Dyster hopes new hotels carry long-term benefits
For Niagara Falls Mayor Paul Dyster, this might be a golden time for the hotel business in his city and a potential shot in the arm for employment.
The mayor said there are eight new hotels in various stages of the approval and construction process, each potentially bringing more jobs.
Dyster said they may not help the tax base much any time soon because of the various tax-break incentives for their construction.
The mayor said the goal is to eventually get hotels built without any incentives.
Dyster said hotels bring jobs and not just low-skill, low-wage jobs.
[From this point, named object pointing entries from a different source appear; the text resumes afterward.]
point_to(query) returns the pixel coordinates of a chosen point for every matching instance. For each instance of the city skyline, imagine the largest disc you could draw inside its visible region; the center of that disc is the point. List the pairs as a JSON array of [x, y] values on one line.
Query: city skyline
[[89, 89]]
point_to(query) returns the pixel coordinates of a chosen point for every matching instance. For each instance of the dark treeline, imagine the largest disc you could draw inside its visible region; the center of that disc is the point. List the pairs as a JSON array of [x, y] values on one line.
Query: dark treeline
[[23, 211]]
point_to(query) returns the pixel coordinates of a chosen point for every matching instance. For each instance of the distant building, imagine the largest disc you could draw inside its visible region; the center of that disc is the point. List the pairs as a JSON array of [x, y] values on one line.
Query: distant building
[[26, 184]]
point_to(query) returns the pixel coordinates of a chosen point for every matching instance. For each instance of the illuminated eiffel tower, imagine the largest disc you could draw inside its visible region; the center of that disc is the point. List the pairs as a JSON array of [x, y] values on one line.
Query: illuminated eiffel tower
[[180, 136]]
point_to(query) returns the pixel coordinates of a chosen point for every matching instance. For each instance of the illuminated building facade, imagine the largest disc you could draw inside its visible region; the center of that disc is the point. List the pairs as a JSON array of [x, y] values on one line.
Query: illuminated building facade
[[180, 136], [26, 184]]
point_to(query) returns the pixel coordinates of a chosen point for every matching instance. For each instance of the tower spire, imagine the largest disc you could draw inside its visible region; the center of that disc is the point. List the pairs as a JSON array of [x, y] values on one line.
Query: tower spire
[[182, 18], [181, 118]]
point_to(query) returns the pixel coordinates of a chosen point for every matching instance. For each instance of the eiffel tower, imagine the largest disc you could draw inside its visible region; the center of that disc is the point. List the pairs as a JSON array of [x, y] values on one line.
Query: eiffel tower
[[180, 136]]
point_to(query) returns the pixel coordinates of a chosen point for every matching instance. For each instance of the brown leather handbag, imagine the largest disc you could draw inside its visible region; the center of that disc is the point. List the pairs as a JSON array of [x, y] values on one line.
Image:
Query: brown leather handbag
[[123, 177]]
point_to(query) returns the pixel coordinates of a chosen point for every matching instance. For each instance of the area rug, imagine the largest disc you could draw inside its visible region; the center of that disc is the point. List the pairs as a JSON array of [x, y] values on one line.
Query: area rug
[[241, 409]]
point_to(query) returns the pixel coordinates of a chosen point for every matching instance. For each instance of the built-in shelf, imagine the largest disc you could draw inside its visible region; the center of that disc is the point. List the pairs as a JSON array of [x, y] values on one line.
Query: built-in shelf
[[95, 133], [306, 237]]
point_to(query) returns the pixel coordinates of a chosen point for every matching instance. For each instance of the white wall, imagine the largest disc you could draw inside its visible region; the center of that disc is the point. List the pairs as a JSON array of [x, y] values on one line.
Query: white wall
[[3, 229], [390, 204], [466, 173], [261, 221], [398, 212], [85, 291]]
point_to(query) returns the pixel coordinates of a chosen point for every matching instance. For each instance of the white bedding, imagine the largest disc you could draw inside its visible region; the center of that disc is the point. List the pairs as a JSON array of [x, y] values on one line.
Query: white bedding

"They didn't put you on the assembly line for a V-8 engine the first day that you went to work for General Motors. You probably were sweeping the floors. Right? So everybody starts at the beginning in terms of employment," Dyster said.
"That's true also in the tourism industry, too. But, there's plenty of room for advancement in the tourism industry. And there are a lot of people today and there will be a lot more making a living in Downtown Niagara Falls who are white collar employees."
Dyster said hotels need managers and accountants and lawyers just as much as they need cooks, wait staff or cleaners.
At the same time, the mayor wants those hotels to do workforce training so people can move up in position and pay.
The mayor said local high schools and colleges must learn from needs for the potential training for those jobs, like the people being trained in the Culinary Institute Downtown.